Reklama

Zabić czarną owcę

Łomża się rozwija, to pięknie. Wszyscy odczuwamy trudności komunikacyjne w wyniku przeciągających się robót drogowych. Wiemy jednak, że one w końcu miną, a pozostaną wyremontowane drogi. Unia Europejska sypnęła groszem, więc miasto rozwija się na hurra. To „na hurra” jest chyba najtrafniejszym określeniem, ponieważ nie tylko odzwierciedla dynamikę zjawiska, ale także krzywdę tych, po których przejeżdża walec historii.

Bądź na bieżąco!

Zapisz się do newslettera

Walec istotnie już grzeje silnik by, wjechać na działkę Bolesława Deptuły i przecinając ją w połowie zrobić piękne... dwie działeczki.

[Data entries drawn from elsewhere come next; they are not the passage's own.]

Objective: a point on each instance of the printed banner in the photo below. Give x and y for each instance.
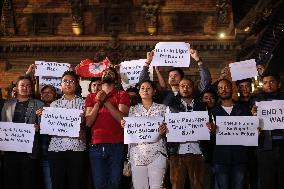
(16, 137)
(271, 114)
(237, 130)
(53, 69)
(187, 126)
(174, 54)
(141, 129)
(60, 122)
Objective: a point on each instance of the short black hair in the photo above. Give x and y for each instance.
(93, 79)
(209, 89)
(179, 70)
(114, 71)
(153, 85)
(22, 77)
(228, 81)
(73, 74)
(132, 89)
(238, 82)
(276, 76)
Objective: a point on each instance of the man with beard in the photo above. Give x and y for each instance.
(229, 162)
(104, 112)
(187, 157)
(174, 77)
(270, 152)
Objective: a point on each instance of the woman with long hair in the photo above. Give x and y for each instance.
(148, 160)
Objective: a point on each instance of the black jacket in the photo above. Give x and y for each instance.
(176, 106)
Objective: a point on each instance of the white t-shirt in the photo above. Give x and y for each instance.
(228, 109)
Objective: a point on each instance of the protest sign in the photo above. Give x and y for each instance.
(174, 54)
(141, 129)
(53, 69)
(85, 87)
(271, 114)
(132, 69)
(16, 137)
(60, 122)
(88, 68)
(187, 126)
(237, 130)
(54, 81)
(243, 69)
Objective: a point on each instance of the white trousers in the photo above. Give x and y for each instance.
(149, 176)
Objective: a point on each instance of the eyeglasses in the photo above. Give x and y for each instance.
(68, 82)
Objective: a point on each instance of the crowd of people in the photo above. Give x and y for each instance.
(96, 158)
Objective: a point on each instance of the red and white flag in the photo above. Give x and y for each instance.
(88, 68)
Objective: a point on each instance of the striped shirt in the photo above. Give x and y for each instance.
(59, 143)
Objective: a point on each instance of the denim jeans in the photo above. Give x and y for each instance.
(106, 164)
(230, 176)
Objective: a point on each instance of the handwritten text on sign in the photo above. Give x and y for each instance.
(53, 69)
(187, 126)
(60, 122)
(132, 69)
(237, 130)
(54, 81)
(174, 54)
(271, 114)
(16, 137)
(141, 129)
(243, 70)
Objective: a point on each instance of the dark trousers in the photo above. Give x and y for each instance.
(68, 169)
(187, 164)
(230, 176)
(271, 167)
(107, 164)
(20, 171)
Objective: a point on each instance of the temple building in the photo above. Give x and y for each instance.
(68, 31)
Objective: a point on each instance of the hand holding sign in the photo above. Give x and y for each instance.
(243, 69)
(142, 129)
(174, 54)
(53, 69)
(237, 130)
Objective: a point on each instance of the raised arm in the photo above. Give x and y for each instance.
(205, 75)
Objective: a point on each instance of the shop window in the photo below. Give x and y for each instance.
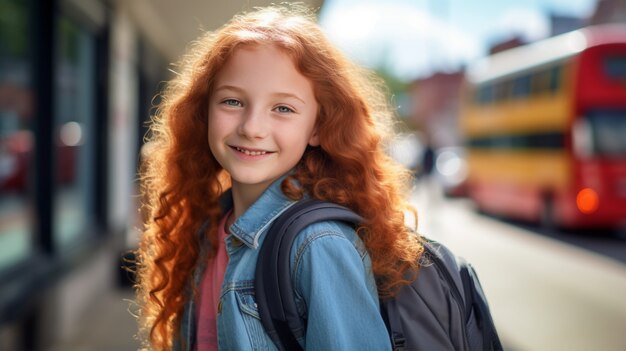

Publiczna droga zabierze kilkumetrowy pas ziemi, więc faktycznie pozostaną niewielkie już poletka. Wdzięczny włodarzom miasta pan Bolesław powinien oczywiście w połowie sfinansować śliczną jezdnię w swoim ogrodzie. Dlaczego zatem nie jest wdzięczny łaskawemu losowi? Może dlatego, że sam chciałby decydować o swojej własności? Cóż za pomysł w demokratycznej rzeczywistości - dziwią się włodarze miasta. Dziwak, po prostu, a może nawet czarna owca...
Afera wybuchła dopiero wtedy, gdy Deptuła zaczął filmować spotkanie w ratuszu wiceprezydenta Marcina Sroczyńskiego z właścicielami działek między ulicą Mickiewicza i Sikorskiego. Nie wytrzymał, chciał mieć dowody nierzetelnego, aroganckiego traktowania przez władze miejskie. Niejednokrotnie bowiem spotykał się z tym w sprawie, która trwa już 11 lat. Co więcej zgodnie z Konstytucją, jak każdy, miał prawo rejestrować obrady. Niestety, jego prawo zostało zignorowane i został zmuszony do schowania sprzętu.
Dobrze, że w końcu sprawą zajęły się media, choć szkoda, że po tak długim czasie. Pan Bolesław ma też żal, że opisujące zjawisko gazety, siląc się na obiektywizm, nie dostrzegają istoty rzeczy. No i tego, kto tu tak naprawdę jest ofiarą. Wiceprezydent Sroczyński nazwał Deptułę „czarną owcą”, którego „widzimisię (...) wstrzymuje rozwój całego terenu”.
Rzeczywiście, wielu sąsiadów Deptuły jest zadowolonych z projektu architekta miejskiego. Ale nie dlatego, że jak mówi wiceprezydent Sroczyński chcą mieć drogi, linię energetyczną, wodę i gaz. Ponieważ ta nazywana przez wielu Zielona Dzielnica znajdując się praktycznie w środku miasta jest całkowicie uzbrojona. Mieszkający w tych domkach ludzie wcale nie czytają przy świeczkach, ani nie chodzą do wychodka, a Deptuła nie skazuje ich na zacofanie. Faktycznie jednak działki mają być uzbrojone w połowie, wzdłuż planowanej nowej, równoległej do Mickiewicza ulicy. To z pewnością podniosłoby wartość działek..., ale dla tych, którzy chcieliby je sprzedać, także w kawałkach. Co innego pozostali właściciele - ci stracą kilkumetrowy pas swojej ziemi (za co jeszcze zapłacą!), a ich ogrody zostaną podzielone. Czy można się dziwić, że Deptuła i inni pokrzywdzeni mieszkańcy protestują? Nie są dziwadłami, po prostu bronią swojej własności. A nawet gdyby tak było, to czemu nie?! Cóż z tego, że większości pomysł drogi przez ich własność się podoba? Czy to oznacza, że pozostali muszą się do tego dostosować. Dziwny to rodzaj demokracji, gdy moi sąsiedzi będą decydować o tym co moje... no chyba że to demokracja ludowa, którą już poznaliśmy.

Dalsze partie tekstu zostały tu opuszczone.